Mr Twine says despite the many legal and regulatory regimes such as the Anti-money Laundering Act, 2013, the Computer Misuse Act, 2011 and the Capital Markets Act, 2011 to fight fraud, the vice still persist.
5 signs an ‘investment opportunity’ may be Ponzi scheme
1. It guarantees you high returns with little risk of losing your investment. A good general rule to follow is; if it sounds too good to be true, then it is false.
2. It promises you consistent returns regardless of the market conditions.
3. The investment strategy or business activities are described as too complex for investors to understand, or top secret.
If a business idea cannot be explained, it is suspicious
4. The company or proprietor running the scheme focuses all their energy into attracting new clients to make investments.
Without a constant flow of new investments to continue to provide returns to the scheme owners and older investors, the scheme falls apart.
5. Both old and new clients face difficulty trying to remove their money from the scheme.
Many times, it has already been spent on paying the proprietors or other investors.

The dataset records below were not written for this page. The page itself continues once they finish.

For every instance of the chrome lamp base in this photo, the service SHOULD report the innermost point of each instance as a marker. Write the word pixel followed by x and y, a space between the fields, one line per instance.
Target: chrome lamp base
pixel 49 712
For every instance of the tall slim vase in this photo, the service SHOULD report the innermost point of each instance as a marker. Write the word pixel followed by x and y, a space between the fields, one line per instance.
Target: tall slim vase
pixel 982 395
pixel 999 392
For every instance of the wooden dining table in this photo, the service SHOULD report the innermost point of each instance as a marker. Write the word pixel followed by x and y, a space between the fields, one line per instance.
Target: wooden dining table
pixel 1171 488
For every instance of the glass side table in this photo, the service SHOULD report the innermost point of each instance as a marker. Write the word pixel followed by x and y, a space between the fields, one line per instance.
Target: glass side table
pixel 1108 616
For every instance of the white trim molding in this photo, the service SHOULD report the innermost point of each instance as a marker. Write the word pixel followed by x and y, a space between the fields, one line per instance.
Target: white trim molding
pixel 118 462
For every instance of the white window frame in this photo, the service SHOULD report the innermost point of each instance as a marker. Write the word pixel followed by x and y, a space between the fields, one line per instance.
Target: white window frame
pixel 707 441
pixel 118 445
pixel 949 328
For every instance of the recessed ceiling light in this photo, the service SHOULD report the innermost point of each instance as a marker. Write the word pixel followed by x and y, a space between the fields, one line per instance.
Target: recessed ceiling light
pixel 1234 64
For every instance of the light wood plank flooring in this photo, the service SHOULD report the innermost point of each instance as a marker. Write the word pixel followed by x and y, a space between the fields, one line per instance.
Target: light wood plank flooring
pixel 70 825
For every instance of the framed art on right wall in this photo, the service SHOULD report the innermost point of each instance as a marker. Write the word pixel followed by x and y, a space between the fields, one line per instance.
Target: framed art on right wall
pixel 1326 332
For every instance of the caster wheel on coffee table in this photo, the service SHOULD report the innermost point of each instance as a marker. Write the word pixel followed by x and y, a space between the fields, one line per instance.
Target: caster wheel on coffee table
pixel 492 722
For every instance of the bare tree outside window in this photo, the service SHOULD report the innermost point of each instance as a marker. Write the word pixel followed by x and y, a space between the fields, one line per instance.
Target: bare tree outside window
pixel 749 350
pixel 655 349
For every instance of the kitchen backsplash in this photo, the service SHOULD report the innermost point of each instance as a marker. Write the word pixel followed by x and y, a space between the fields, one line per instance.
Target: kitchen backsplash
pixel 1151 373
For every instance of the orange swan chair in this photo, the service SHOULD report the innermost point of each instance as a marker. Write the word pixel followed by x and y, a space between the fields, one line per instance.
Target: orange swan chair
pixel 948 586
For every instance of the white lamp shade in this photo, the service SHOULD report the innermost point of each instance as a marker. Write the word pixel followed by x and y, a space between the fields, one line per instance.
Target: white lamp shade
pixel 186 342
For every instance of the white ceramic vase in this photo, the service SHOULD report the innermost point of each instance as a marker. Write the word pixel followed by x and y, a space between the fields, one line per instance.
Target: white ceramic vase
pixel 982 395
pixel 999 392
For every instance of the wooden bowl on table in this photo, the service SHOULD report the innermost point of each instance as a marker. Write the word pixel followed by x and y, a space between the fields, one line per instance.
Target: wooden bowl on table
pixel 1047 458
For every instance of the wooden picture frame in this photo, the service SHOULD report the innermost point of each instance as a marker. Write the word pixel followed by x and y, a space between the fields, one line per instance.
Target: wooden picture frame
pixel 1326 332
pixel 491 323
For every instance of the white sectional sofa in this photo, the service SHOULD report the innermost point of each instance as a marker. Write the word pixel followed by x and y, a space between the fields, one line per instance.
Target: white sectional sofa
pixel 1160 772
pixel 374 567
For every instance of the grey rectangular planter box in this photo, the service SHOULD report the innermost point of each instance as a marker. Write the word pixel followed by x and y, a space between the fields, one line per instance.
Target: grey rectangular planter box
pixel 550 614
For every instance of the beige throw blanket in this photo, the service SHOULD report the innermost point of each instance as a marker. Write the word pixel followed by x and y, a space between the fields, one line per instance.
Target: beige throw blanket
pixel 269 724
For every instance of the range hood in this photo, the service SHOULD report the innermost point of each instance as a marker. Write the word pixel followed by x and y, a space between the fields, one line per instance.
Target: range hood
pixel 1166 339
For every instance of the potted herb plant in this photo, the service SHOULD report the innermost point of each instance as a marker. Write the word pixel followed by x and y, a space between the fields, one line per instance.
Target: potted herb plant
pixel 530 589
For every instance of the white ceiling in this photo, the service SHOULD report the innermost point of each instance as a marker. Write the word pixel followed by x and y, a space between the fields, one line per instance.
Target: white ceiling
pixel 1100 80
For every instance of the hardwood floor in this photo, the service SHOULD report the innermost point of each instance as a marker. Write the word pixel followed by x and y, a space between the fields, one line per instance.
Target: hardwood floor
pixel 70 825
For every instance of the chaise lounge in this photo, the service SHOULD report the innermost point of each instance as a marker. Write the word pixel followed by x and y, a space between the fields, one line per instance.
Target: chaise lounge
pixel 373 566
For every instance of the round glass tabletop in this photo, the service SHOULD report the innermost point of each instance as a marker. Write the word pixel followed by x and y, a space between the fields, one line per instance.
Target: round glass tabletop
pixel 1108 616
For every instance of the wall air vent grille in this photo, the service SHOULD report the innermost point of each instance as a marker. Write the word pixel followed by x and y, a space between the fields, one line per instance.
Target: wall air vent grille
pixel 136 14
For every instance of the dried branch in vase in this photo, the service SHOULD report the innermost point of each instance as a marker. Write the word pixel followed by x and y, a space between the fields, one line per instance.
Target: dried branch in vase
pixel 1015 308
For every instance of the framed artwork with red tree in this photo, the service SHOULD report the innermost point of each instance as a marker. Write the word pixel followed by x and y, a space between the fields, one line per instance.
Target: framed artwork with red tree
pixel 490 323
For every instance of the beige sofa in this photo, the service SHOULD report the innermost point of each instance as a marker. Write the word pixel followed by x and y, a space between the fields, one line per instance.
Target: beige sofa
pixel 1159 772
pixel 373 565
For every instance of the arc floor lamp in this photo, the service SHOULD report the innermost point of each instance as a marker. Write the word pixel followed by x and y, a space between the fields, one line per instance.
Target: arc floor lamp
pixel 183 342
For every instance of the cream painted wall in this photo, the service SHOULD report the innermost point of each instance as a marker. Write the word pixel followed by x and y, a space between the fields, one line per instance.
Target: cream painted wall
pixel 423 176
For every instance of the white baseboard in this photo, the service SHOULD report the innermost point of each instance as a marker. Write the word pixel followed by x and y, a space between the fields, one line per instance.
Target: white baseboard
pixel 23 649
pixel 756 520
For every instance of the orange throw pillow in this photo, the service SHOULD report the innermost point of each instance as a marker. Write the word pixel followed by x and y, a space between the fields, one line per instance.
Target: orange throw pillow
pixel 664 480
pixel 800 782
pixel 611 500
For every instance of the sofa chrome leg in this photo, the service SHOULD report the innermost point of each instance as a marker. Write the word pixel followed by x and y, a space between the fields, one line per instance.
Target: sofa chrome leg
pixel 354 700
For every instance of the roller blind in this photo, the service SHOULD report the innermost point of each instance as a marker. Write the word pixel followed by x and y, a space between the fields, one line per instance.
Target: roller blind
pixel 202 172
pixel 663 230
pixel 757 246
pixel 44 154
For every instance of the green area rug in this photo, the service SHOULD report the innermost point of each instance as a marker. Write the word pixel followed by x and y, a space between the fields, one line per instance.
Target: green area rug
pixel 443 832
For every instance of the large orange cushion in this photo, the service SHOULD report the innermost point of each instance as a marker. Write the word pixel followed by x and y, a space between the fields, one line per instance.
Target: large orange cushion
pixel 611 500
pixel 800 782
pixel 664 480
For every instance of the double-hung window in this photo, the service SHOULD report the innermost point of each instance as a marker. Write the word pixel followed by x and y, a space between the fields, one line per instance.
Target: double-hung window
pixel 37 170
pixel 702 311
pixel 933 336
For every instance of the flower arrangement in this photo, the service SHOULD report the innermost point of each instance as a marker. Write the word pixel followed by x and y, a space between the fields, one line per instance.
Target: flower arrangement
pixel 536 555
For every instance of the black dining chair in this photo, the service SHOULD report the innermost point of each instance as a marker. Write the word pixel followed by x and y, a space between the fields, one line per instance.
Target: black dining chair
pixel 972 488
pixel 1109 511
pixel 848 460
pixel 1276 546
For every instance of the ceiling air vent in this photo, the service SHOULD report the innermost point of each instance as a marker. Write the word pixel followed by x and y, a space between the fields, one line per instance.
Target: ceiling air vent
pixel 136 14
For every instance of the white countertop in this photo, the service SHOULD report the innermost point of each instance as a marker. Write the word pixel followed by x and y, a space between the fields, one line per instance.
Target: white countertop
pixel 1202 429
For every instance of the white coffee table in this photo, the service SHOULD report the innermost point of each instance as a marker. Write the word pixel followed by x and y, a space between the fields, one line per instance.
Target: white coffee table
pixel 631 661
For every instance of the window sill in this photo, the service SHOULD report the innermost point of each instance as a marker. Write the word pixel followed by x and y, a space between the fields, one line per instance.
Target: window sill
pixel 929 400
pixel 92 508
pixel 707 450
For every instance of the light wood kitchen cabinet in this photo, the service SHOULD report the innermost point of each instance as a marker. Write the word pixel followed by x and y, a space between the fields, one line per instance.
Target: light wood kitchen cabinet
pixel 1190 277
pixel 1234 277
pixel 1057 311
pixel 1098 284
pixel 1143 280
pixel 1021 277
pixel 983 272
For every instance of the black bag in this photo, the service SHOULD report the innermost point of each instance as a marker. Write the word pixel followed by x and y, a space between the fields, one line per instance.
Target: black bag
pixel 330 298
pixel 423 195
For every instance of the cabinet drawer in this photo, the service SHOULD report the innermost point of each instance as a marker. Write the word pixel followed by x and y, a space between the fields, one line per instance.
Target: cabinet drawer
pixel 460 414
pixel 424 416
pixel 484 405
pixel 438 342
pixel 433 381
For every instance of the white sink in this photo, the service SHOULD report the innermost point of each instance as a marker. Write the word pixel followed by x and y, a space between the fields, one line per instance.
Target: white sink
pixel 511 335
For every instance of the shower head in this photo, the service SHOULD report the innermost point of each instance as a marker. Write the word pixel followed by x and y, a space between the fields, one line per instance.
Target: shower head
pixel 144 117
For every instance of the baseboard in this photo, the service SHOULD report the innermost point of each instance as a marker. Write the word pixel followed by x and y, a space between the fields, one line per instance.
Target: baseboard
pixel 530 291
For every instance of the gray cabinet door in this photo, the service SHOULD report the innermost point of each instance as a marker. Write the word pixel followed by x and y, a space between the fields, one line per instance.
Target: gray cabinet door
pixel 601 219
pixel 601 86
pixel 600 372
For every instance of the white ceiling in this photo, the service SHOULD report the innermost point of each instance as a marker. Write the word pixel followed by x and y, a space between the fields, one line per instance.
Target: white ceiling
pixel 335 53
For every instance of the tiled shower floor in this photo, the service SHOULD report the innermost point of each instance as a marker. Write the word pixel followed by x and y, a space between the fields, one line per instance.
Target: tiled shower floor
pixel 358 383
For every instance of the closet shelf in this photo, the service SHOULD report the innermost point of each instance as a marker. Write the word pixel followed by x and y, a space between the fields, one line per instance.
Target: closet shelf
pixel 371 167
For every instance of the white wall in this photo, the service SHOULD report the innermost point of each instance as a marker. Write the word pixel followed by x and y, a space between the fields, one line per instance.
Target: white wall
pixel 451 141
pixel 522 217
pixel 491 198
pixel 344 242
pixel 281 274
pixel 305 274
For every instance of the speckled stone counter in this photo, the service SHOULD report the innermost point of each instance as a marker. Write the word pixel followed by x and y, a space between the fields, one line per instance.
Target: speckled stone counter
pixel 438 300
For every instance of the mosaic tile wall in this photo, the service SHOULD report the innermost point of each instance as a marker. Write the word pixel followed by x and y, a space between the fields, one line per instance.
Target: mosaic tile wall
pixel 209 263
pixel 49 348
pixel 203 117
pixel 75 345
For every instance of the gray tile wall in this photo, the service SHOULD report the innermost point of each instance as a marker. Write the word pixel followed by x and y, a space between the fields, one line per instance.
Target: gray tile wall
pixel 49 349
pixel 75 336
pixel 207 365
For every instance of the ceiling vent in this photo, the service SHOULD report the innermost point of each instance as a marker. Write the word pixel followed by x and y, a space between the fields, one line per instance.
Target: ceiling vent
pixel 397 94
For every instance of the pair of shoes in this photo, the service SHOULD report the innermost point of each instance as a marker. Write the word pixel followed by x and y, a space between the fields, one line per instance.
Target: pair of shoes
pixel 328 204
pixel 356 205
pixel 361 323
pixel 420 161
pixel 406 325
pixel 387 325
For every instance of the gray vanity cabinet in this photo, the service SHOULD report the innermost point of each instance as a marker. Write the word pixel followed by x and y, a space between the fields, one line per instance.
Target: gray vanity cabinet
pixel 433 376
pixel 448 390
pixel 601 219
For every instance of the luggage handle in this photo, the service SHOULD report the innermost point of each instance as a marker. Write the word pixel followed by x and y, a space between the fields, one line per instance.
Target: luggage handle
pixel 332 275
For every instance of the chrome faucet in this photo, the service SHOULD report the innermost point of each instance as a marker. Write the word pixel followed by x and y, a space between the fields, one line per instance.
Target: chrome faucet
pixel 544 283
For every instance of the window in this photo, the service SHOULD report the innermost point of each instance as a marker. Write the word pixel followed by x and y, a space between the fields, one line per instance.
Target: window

Factors abetting financial crime
• Abundant liquidity in industry, weak or inadequate financial crimes controls
• Manipulation of data and evasion of IT controls
• Diversity of products not matched with strong controls
• Inability to punish fraudsters
• Pervasive use and advancement of technology with weak security controls
• Lack of prosecution or thoroughly investigated due to lack of personnel and financial capacity of the authorities
Financial fraud
Bank frauds
• Cheque Frauds
• Counterfeit
• Forged Instruments
• Alterations on Instruments
• Drawn on closed accounts
• Credit and Debit Cards (plastic) Frauds
• Deposit Slip Scam
Types of cheque frauds
• Counterfeit [cheque not written or authorised by legitimate account holder].
• Forged
• Altered
• Drawn on closed account Counterfeit
Sources of cheque fraud
• Fraudulently opened bank accounts
• Thieves/robbers breaking into homes/offices or cars
• Waste cheques from bank archives by bank insiders
• Intercepted government / parastatals or company cheques payable to genuine suppliers/service providers
• Intercepted cheques written using acronyms e.g URA, CAA, URC, KCC etc.
• Counterfeit cheques with advancement in colour copying and desktop publishing. Many experts say this is a growing source of fraudulent cheques.
• Dollar cheques / travellers cheques • Eichupuli’, mainly obtained from outside the country but also intercepted from international mail.